See Best Practices for Deploying Pipelines with Nextflow Tower

The sample community pipelines are stored in GitHub, but Tower supports most Git-compatible code repositories, including GitLab and BitBucket.

Click the Launch button at the bottom of the screen to launch the pipeline with your selected parameters.

5. Monitor pipeline execution

After launching a pipeline, you will be redirected to the Runs tab. The showcase is a shared environment so you will see your runs as well as pipelines launched by other users. Tower will automatically assign a name to your pipeline and any Labels you might have specified when submitting the pipeline. You can search the pipeline run history by entering a value such as label:rnaseq in the search field.

Click on the name of the submitted pipeline to monitor its execution. Tower exposes details about each pipeline, as shown:

Tower pipeline execution

The default compute environment will automatically provision virtual machines on AWS Batch when a pipeline is launched. As a result, it will take a minute or two for execution to begin. As the pipeline runs, you can scroll through the Tower interface and monitor execution. Tower exposes all details, including data files, log files, and task-level execution details. You can even monitor the pipeline’s Execution log in real-time. The beauty of running pipelines in Tower is that colleagues in a shared workspace can access all the same detailed information for each run, simplifying collaboration on scientific workflows and datasets.

6. View the results

Once the pipeline completes, additional information will be available under the Runs tab, including interactive charts detailing CPU and Memory usage, Job durations, and I/O activity. By analyzing these metrics, Tower can suggest optimizations that will enable the pipeline to run more efficiently. These optimizations have been shown to reduce resource requirements and associated spending by up to 87%.2

See the article optimizing resources usage using Nextflow Tower

Most Nextflow pipelines will generate reports or output files which are useful to inspect at the end of the pipeline execution. Instructions on how to make reports accessible through Tower are provided in the Tower documentation. For pipelines that support reports, execution results will be available under Reports tab for each workflow run.

The nf-core/rnaseq pipeline organizes output using MultiQC. You can select the MultiQC HTML report under the Reports as shown below, and open MultiQC in a new tab to view results interactively.

Tower pipeline report preview

You can learn more about MultiQC at https://multiqc.info.

7. Next steps

Congratulations, if you’ve made it this far, you have successfully run your first pipeline in Tower. You can navigate to your personal workspace and add your own compute environments and pipelines. You can also create new private organizations and workspaces and invite colleagues to join you in Tower Cloud.

Consult the Tower Documentation to learn more.

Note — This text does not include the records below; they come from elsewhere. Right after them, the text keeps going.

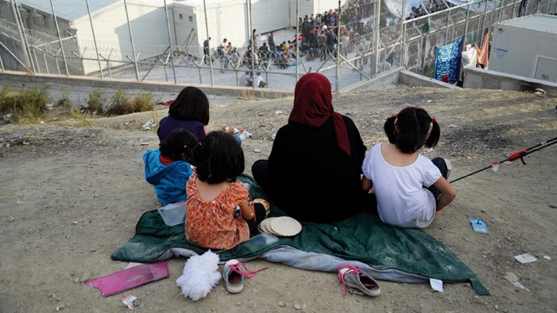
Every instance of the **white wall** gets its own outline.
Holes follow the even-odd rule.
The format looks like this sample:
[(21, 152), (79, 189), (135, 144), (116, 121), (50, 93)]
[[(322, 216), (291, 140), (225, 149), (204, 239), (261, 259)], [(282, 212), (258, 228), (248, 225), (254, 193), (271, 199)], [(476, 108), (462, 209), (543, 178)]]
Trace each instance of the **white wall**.
[[(347, 0), (341, 0), (340, 6), (345, 8), (345, 4), (348, 2)], [(304, 17), (308, 15), (308, 17), (311, 16), (317, 16), (317, 14), (323, 14), (325, 11), (332, 10), (338, 10), (338, 0), (299, 0), (298, 4), (298, 15), (296, 16), (296, 0), (290, 0), (290, 26), (296, 27), (296, 24), (298, 22), (298, 18)]]
[[(496, 53), (497, 48), (508, 51), (504, 58), (504, 52)], [(494, 33), (489, 69), (533, 77), (536, 55), (557, 58), (557, 35), (499, 25)]]
[[(162, 54), (170, 45), (164, 8), (159, 4), (134, 3), (129, 1), (127, 10), (136, 54), (139, 54), (139, 60)], [(171, 11), (168, 14), (171, 14)], [(99, 53), (104, 57), (108, 57), (112, 51), (111, 60), (129, 62), (126, 56), (133, 59), (132, 42), (123, 1), (92, 13), (91, 17)], [(173, 40), (173, 24), (171, 19), (170, 22)], [(83, 53), (85, 51), (85, 57), (96, 59), (88, 16), (75, 20), (74, 26), (77, 29), (80, 52)], [(106, 68), (106, 62), (102, 58), (101, 61), (103, 68)], [(111, 67), (123, 64), (120, 62), (112, 62)], [(84, 61), (84, 69), (86, 74), (98, 71), (98, 63), (94, 61)]]
[[(290, 0), (252, 0), (252, 21), (257, 33), (268, 33), (288, 26), (288, 1)], [(196, 36), (188, 53), (201, 57), (203, 44), (207, 38), (205, 12), (203, 6), (194, 8), (179, 2), (173, 6), (174, 20), (176, 24), (176, 35), (179, 45), (186, 40), (191, 28), (195, 29)], [(183, 19), (180, 19), (182, 14)], [(193, 22), (189, 22), (189, 16)], [(223, 3), (207, 6), (207, 20), (210, 47), (216, 47), (226, 38), (233, 46), (241, 48), (249, 45), (251, 30), (249, 28), (247, 3), (244, 1)]]
[[(304, 0), (301, 0), (301, 2)], [(251, 20), (258, 34), (288, 27), (290, 0), (252, 0)], [(292, 8), (290, 8), (292, 10)], [(296, 13), (295, 6), (291, 11)], [(295, 24), (294, 26), (296, 24)]]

Watch the YouTube video below for an accelerated Introduction to Tower Cloud.


1 In the survey, when asked about the importance of the ability to monitor pipeline runs via a user interface (Question 32) 35.91% viewed this capability as very important, 36.53% viewed it as important, and 18.16% were unsure. The remaining 9.4% viewed this capability as unimportant. Based on a survey of 502 Nextflow users.
2 The nf-core/viralrecon pipeline was used for this test. The estimated pipeline cost before optimization was $9.97, and the cost was reduced to $1.54 with Tower optimization. See details in Optimizing resource usage with Nextflow Tower.